When applied to a data frame, returns a data frame giving the confidence interval for each variable in the data frame using t.test or binom.test, unless the data frame was produced using do, in which case it is assumed that each variable contains resampled statistics that serve as an estimated sampling distribution from which a confidence interval can be computed using either a central proportion of this distribution or using the standard error as estimated by the standard deviation of the estimated sampling distribution. For the standard error method, the user must supply the correct degrees of freedom for the t distribution since this information is typically not available in the output of do().

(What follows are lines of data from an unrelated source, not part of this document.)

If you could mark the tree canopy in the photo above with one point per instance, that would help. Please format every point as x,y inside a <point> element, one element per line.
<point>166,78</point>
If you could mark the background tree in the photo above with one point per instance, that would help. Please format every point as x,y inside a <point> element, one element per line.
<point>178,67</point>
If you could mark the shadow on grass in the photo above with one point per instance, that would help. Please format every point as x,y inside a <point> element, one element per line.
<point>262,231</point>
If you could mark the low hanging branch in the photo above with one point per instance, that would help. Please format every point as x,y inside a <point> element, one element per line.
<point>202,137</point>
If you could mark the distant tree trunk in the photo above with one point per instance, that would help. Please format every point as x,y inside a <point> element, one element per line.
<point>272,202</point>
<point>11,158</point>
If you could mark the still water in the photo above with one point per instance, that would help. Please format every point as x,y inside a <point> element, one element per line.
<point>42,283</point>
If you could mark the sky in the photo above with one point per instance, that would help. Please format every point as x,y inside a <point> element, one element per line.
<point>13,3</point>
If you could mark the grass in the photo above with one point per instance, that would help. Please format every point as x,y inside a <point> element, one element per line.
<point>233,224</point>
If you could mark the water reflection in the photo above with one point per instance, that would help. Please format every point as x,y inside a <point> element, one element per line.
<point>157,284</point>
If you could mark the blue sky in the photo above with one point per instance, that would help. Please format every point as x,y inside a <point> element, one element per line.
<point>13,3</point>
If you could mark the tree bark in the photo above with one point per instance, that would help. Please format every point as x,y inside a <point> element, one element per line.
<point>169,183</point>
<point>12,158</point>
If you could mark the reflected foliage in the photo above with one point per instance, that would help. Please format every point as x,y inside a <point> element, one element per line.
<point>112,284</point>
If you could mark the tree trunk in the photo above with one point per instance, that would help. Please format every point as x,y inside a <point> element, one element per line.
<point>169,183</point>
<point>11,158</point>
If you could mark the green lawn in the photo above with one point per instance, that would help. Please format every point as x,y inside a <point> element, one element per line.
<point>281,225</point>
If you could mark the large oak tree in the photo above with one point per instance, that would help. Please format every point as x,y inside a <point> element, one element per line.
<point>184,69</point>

When applied to a numerical vector, returns a vector.

Details

The methods of producing confidence intervals from bootstrap distributions are currently quite naive. In particular, when using the standard error, assistance may be required with the degrees of freedom, and it may not be possible to provide a correct value in all situations. None of the methods include explicit bias correction. Let \(q_a\) be the \(a\) quantile of the bootstrap distribution, let \(t_a, df\) be the \(a\) quantile of the t distribution with \(df\) degrees of freedom, let \(SE_b\) be the standard deviation of the bootstrap distribution, and let \(\hat{\theta}\) be the estimate computed from the original data. Then the confidence intervals with confidence level \(1 - 2a\) are

quantile

\((q_a, q_{1-a}) \)

reverse

\(( 2 \hat{\theta} - q_{1-a}, 2\hat{\theta} - q_{a} )\)

stderr

\((\hat{\theta} - t_{1-a,df} SE_b, \hat{\theta} + t_{1-a,df} SE_b) \). When df is not provided, at attempt is made to determine an appropriate value, but this should be double checked. In particular, missing data an lead to unreliable results.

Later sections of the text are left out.